My eyes snapped wide open. 


I forgot that stupid beer on my desk! 

Yeah, it's wrapped up but what if a security guard or some other person gets all nosey and takes a look to see what it is??   I tossed and turned - fretting - and had a story made up if I should get busted.  It must've been a prank, I have no idea what it is or where it came from....

I went to work the next day and of course no one had even given it a second glance.  I put it IN my purse and at the end of the day, stopped a few places to run errands.  I took the beer out of my purse and set it in the passenger seat... I made it all the way home and as I was taking groceries out, the beer dropped in my driveway.

I heard a little "pfft".


I walked in the house, groceries and my Clamato beer in tow.

Sammy and Bequia, our old dogs, rushed to greet me.  Sammy wears a diaper because as he's aged, he's become incontinent.  We give him pheynolpolypropelene or whatever those pills are that help a dog keep his bladder tone but some days it just doesn't work.  His diaper was SOAKED through with a large pee spot on the floor where he'd been laying....

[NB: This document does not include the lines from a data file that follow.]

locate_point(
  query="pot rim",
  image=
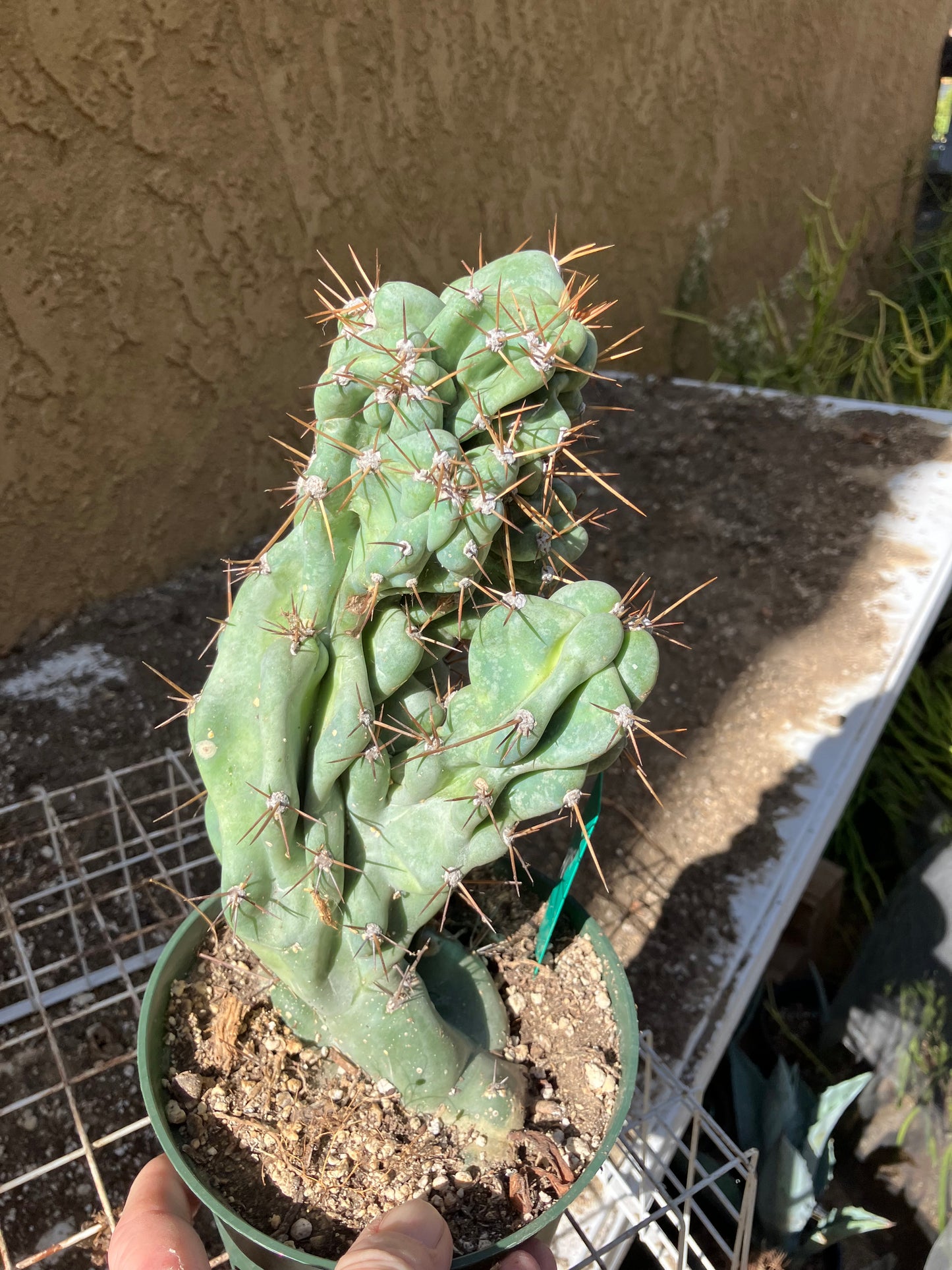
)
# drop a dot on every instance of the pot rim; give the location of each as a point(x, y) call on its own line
point(152, 1070)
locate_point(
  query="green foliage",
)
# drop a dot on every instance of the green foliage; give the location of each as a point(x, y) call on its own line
point(914, 756)
point(924, 1078)
point(895, 346)
point(406, 675)
point(791, 1130)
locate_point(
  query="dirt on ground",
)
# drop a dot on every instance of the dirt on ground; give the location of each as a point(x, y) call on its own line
point(773, 498)
point(304, 1146)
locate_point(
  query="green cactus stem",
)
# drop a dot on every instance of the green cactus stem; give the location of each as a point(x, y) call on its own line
point(409, 672)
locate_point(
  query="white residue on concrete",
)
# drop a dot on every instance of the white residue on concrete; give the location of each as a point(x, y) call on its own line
point(69, 678)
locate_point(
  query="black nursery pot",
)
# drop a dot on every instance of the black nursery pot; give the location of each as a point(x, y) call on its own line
point(252, 1250)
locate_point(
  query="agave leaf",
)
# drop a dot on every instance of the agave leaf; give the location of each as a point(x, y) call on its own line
point(748, 1087)
point(841, 1222)
point(831, 1105)
point(783, 1107)
point(785, 1192)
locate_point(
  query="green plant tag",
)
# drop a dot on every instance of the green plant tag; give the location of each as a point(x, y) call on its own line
point(571, 867)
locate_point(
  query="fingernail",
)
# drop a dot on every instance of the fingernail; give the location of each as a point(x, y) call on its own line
point(519, 1260)
point(416, 1219)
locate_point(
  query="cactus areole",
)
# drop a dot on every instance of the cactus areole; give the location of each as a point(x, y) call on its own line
point(414, 667)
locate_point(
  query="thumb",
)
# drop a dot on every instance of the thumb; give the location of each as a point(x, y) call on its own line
point(155, 1228)
point(410, 1237)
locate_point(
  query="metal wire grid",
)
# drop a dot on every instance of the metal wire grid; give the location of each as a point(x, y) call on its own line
point(82, 923)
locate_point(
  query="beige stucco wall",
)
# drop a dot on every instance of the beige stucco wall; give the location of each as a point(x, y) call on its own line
point(169, 169)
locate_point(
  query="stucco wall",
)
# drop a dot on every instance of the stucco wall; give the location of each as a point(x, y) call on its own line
point(169, 168)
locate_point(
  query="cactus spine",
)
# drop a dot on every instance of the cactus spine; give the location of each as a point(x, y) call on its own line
point(356, 771)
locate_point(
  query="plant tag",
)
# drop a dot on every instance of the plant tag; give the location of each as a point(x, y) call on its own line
point(571, 867)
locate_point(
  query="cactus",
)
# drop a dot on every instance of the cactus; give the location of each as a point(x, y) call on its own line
point(406, 675)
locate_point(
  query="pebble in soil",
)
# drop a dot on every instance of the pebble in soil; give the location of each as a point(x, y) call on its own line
point(306, 1148)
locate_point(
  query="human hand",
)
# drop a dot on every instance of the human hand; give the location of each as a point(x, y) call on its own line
point(155, 1232)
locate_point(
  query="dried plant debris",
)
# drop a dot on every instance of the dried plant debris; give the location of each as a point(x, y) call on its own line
point(300, 1143)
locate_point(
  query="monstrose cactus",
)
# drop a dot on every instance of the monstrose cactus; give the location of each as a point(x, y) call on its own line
point(409, 671)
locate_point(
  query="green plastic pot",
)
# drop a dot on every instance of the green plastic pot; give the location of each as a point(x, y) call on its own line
point(252, 1250)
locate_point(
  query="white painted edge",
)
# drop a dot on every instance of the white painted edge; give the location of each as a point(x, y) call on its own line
point(827, 404)
point(910, 602)
point(837, 759)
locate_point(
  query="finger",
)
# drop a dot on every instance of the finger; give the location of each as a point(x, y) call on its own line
point(410, 1237)
point(531, 1255)
point(155, 1230)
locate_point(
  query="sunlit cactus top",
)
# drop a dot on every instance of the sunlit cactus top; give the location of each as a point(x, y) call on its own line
point(414, 668)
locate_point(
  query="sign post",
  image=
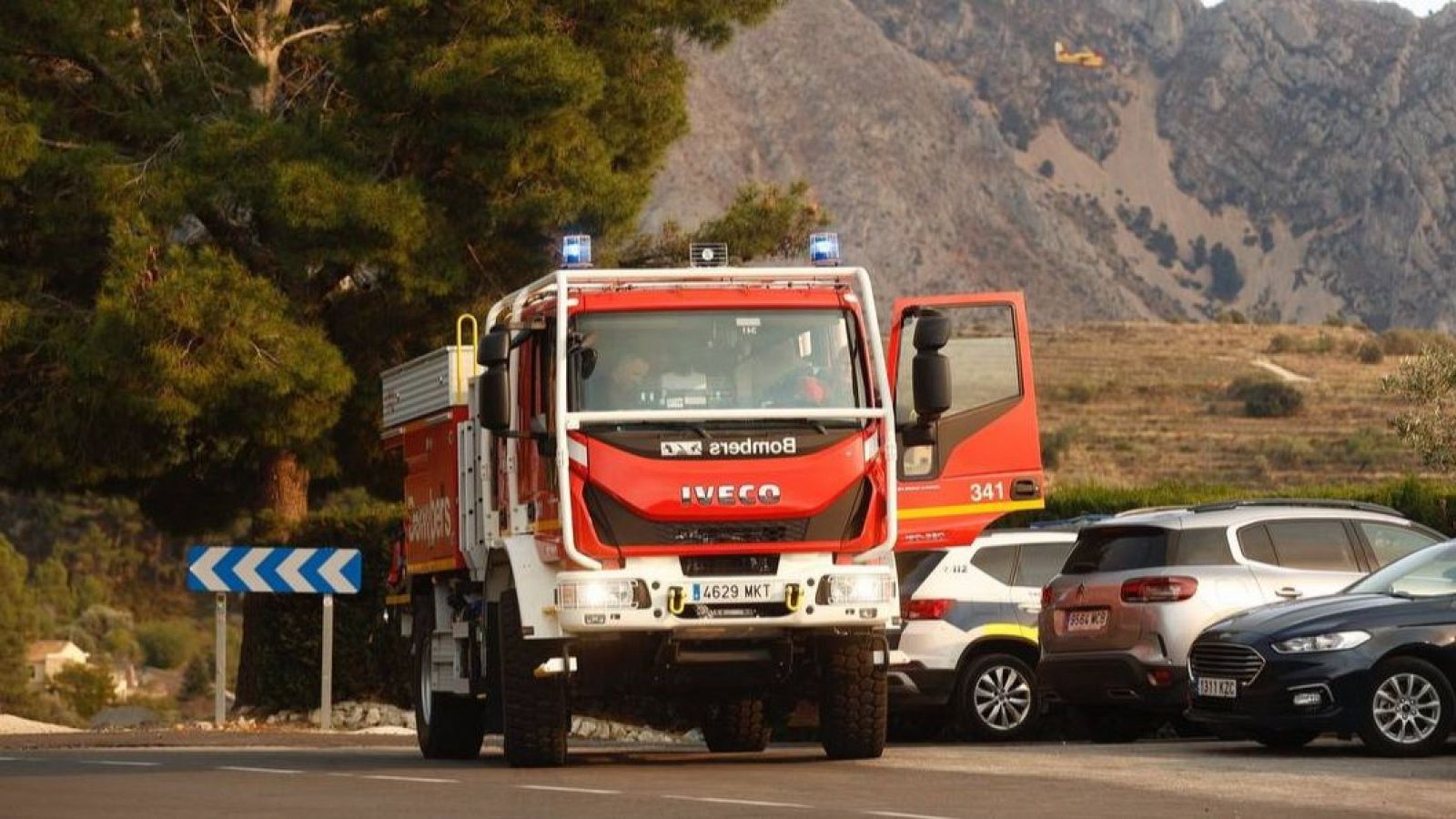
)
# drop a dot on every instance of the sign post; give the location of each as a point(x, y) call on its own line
point(277, 571)
point(220, 685)
point(327, 694)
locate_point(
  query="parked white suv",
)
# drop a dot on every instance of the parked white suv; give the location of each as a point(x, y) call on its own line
point(968, 644)
point(1138, 589)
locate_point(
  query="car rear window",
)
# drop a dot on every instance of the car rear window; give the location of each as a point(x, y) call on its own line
point(915, 567)
point(996, 561)
point(1117, 548)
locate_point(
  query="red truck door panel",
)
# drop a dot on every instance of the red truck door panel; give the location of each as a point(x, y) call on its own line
point(983, 457)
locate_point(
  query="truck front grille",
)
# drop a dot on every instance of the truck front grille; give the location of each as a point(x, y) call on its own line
point(1227, 661)
point(733, 532)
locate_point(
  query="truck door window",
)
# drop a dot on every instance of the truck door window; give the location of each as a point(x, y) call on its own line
point(983, 356)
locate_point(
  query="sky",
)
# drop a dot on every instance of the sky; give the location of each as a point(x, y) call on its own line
point(1419, 6)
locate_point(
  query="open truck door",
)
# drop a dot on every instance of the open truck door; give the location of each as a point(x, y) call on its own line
point(966, 416)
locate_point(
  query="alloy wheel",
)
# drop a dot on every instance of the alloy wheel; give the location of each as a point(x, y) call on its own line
point(1002, 697)
point(1407, 709)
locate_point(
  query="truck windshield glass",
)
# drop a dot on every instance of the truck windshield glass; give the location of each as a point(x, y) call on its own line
point(715, 360)
point(1427, 573)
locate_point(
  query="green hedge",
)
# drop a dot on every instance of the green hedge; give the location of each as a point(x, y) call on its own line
point(370, 659)
point(1431, 503)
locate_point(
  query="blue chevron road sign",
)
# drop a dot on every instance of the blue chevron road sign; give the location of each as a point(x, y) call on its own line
point(274, 570)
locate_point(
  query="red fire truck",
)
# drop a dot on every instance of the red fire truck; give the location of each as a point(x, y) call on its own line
point(689, 486)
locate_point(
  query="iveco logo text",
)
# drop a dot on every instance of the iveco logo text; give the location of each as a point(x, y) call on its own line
point(750, 448)
point(733, 494)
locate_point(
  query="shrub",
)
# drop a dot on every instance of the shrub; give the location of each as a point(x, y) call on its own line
point(1228, 281)
point(167, 644)
point(197, 676)
point(85, 688)
point(283, 630)
point(1269, 398)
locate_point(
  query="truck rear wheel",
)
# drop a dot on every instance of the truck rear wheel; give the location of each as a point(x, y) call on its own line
point(735, 726)
point(448, 726)
point(535, 709)
point(854, 698)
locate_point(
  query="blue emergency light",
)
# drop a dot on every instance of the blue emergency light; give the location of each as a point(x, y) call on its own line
point(575, 251)
point(824, 248)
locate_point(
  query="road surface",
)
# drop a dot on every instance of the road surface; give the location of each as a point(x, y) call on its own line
point(335, 775)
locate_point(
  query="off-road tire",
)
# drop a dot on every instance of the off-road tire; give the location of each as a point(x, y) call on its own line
point(1285, 739)
point(854, 698)
point(735, 726)
point(972, 723)
point(453, 726)
point(1414, 669)
point(535, 710)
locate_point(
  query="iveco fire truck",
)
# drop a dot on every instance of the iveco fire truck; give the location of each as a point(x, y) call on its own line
point(689, 486)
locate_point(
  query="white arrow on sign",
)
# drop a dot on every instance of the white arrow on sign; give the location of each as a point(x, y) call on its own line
point(332, 570)
point(203, 569)
point(288, 570)
point(247, 570)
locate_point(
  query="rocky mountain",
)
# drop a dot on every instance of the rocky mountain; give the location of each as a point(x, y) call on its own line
point(1290, 159)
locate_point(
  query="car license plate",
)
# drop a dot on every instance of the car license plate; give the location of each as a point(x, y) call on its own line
point(739, 592)
point(1215, 687)
point(1088, 620)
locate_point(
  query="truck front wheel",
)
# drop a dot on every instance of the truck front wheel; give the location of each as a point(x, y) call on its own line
point(535, 709)
point(854, 698)
point(448, 726)
point(735, 726)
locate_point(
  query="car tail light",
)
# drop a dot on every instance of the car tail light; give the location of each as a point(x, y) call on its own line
point(1158, 589)
point(926, 610)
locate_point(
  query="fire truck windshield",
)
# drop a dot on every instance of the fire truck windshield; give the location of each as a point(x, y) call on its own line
point(715, 360)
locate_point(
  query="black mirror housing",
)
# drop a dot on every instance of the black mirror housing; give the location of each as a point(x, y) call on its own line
point(495, 347)
point(494, 398)
point(932, 331)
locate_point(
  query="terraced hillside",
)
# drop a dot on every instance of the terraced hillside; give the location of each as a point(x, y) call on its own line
point(1143, 402)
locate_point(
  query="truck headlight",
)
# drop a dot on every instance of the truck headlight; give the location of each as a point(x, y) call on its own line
point(1332, 642)
point(606, 593)
point(856, 589)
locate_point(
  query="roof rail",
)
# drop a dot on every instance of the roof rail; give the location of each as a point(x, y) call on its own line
point(1314, 503)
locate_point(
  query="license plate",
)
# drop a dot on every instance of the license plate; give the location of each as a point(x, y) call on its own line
point(1091, 620)
point(1215, 687)
point(737, 592)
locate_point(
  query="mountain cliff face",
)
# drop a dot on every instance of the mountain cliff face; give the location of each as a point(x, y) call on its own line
point(1286, 157)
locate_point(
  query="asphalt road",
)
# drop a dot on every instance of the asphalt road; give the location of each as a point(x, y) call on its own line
point(337, 777)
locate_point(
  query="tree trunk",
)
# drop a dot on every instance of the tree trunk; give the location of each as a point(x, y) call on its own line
point(281, 506)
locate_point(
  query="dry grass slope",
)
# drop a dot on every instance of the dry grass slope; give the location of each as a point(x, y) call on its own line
point(1133, 404)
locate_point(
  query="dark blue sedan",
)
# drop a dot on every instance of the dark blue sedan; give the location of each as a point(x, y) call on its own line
point(1376, 661)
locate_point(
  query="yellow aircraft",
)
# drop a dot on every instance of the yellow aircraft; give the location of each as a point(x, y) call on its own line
point(1085, 57)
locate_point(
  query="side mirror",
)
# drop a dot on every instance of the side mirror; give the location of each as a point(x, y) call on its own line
point(931, 370)
point(495, 349)
point(494, 398)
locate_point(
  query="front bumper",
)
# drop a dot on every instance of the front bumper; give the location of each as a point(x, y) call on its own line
point(666, 601)
point(1111, 678)
point(1267, 703)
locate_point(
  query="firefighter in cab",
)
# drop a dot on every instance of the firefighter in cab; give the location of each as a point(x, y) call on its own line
point(1085, 57)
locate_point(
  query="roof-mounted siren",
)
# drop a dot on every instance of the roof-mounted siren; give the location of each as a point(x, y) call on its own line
point(575, 251)
point(708, 254)
point(824, 249)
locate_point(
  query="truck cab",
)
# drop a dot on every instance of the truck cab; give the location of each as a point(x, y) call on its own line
point(691, 484)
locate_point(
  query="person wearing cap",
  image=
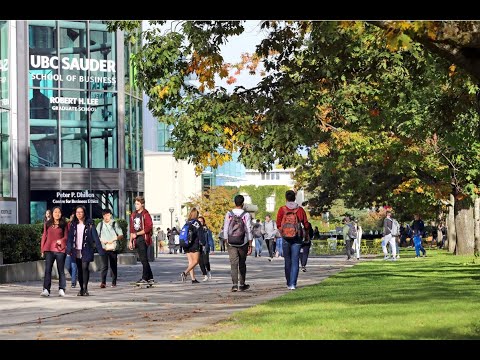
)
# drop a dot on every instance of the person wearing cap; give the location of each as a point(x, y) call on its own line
point(110, 234)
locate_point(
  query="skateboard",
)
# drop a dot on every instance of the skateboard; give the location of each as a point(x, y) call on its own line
point(143, 285)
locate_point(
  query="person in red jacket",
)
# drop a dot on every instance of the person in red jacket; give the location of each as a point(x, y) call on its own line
point(293, 234)
point(53, 244)
point(141, 227)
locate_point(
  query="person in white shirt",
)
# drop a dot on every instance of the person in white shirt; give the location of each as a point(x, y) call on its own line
point(239, 242)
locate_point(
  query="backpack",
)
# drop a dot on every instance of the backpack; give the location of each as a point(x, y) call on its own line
point(352, 232)
point(186, 234)
point(291, 227)
point(395, 230)
point(257, 230)
point(236, 229)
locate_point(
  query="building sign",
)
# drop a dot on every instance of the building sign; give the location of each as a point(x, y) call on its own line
point(8, 210)
point(43, 62)
point(75, 197)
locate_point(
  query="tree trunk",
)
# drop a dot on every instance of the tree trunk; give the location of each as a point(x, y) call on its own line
point(477, 225)
point(451, 233)
point(464, 226)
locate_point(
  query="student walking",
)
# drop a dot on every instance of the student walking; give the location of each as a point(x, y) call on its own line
point(269, 229)
point(191, 233)
point(418, 227)
point(110, 235)
point(257, 232)
point(141, 226)
point(206, 246)
point(53, 244)
point(82, 238)
point(292, 222)
point(391, 229)
point(237, 231)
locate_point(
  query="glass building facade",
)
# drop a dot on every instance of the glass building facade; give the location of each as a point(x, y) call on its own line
point(79, 121)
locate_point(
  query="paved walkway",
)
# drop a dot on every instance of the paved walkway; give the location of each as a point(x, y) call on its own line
point(170, 310)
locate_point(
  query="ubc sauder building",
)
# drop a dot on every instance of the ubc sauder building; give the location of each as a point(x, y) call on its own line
point(70, 120)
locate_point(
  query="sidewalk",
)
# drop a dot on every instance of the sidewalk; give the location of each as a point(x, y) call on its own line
point(167, 311)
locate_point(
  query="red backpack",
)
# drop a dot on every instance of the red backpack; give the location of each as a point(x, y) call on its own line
point(291, 227)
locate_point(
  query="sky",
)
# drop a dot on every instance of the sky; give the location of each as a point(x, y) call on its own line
point(232, 51)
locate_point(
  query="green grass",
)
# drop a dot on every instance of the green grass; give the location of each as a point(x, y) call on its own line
point(428, 298)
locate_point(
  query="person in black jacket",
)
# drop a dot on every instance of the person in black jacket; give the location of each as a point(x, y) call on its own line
point(82, 238)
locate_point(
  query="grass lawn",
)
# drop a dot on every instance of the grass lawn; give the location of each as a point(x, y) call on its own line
point(437, 297)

I took the diaper off and tossed it in the sink while rushing him outdoors... a little dribble of pee trailing on the kitchen floor marking his egress.

I let the young dogs out of their kennels....

I returned to the kitchen to investigate the warm Clamato Budweiser beer that had been in my purse and on the passenger seat of my car all day.  

Hmmm.  The top isn't open... did I imagine hearing that little "pfft" noise?

Maybe the hole is so small, I can't see it.  I squeezed the beer can... nothing.  No dribble o' beer.   I was looking the can all over, squeezed it again and a spray of beer shot out....there was a tiny, hairline, cut on the body of the can.  It must've landed on a rock or something just right....

I popped it open and poured the very warm beer down the drain.  All that fretting, my co-worker forgetting over and over about this beer.  So much effort... all down the drain.

It smelled like beer and tomato juice and dog pee.  It was a really gross combo of smells. 

I rinsed out the can for recycle.... hand washed Sammy's diaper....cleaned up the trail of pee on the floor... put everything back in order.....

Later that night, Furry Husband got home.  His eyebrows went up in a question... he picked up the empty tall boy of Budweiser Clamato beer.

"Uh.  Honey?  Do we need to have a talk?"